Revision ESS rates as reported in the literature are variable. Patients with serum and tissue eosinophilia often require systemic steroids and have significantly higher recurrence and revision rates [
15,
21,
22,
23]. In a previous study of the steroid-eluting implant, revision ESS was indicated in 2.2% (2/90) of cases with use of the Propel stent, which is consistent with the revision rate (1.5%) in the present study [
6]. Of this, only one patient of 21 (4.8%) with serum and tissue eosinophilia required revision surgery after one year, which is significantly less than revision rates reported in the literature, though long-term follow up is necessary.
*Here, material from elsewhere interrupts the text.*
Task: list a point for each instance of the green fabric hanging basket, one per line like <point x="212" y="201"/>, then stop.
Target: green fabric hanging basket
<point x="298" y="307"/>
Several notable limitations are relevant in the present study. As a single-armed study without a comparison treatment group, conclusions about causation and comparative effectiveness are not possible. Additionally, although approximately 80% of patients continued to follow up six months from the time of surgery, there is a risk of follow-up bias, as postoperative outcomes could have influenced both follow-up and completion of the forms. Finally, some patients in this study also received a septoplasty and/or inferior turbinate reduction, which may be a confounding variable that overestimates the improvement in QOL measures.
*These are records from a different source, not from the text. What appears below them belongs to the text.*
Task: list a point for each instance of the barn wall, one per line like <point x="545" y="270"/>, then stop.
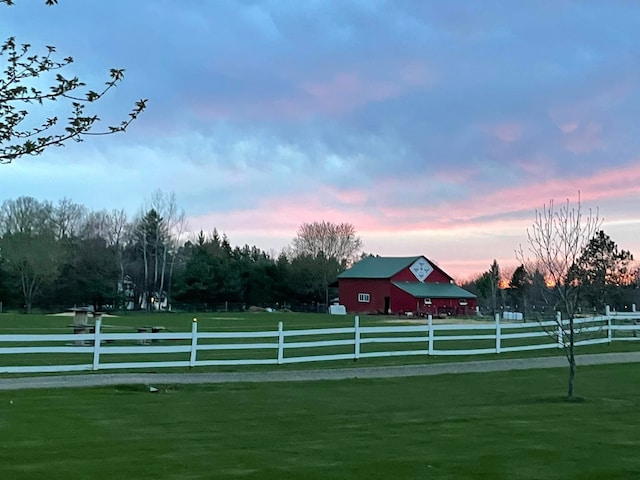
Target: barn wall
<point x="349" y="288"/>
<point x="402" y="302"/>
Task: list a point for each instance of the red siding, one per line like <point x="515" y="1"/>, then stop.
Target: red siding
<point x="407" y="275"/>
<point x="383" y="295"/>
<point x="403" y="302"/>
<point x="377" y="289"/>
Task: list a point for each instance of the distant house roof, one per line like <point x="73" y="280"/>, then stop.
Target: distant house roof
<point x="435" y="290"/>
<point x="378" y="267"/>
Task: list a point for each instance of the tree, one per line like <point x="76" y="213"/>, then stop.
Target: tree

Although the present study indicates that improvements occur regardless of the severity of preoperative inflammation, it remains unclear how these effects would compare to cases in which an implant was not utilized. Future studies with controlled trials of patient-reported QOL following ESS with bioabsorbable steroid-eluting implants are needed, which may utilize postoperative objective markers of inflammation to supplement the effects on patient-reported QOL. Investigation of the effect of simultaneous additional symptom scores or QOL measures may help elucidate the confounding potential of septoplasty and inferior turbinate reduction in conjunction with ESS. Lastly, examination into specific items of the SNOT-22 score that are most affected by implant placement may result in better preoperative counseling and patient selection.
5. Conclusions
Irrespective of the presence of polyposis or eosinophilia, patient-reported QOL scores are improved up to six months after placement of a steroid-eluting implant during ESS for patients with CRS. Endoscopic appearance shows comparable normalization over time regardless of the extent of preoperative inflammation. Controlled studies are necessary to determine the comparative effectiveness of the steroid-eluting implant.
Author Contributions
Edward D. McCoul conceived and designed the study; Jason D. Pou, Charles A. Riley, Anna K. Bareiss, Kiranya E. Tipirneni and Edward D. McCoul collected the data; Jason D. Pou, Charles A. Riley and Edward D. McCoul analyzed the data; Jason D. Pou, Charles A. Riley and Edward D. McCoul wrote and revised the paper; all authors approved the final manuscript.
Conflicts of Interest
There was no financial or material support for the research of this work. Edward D. McCoul is a consultant for Acclarent, which is unrelated to the current study. The other authors have no financial affiliations to disclose. The authors declare no conflict of interest.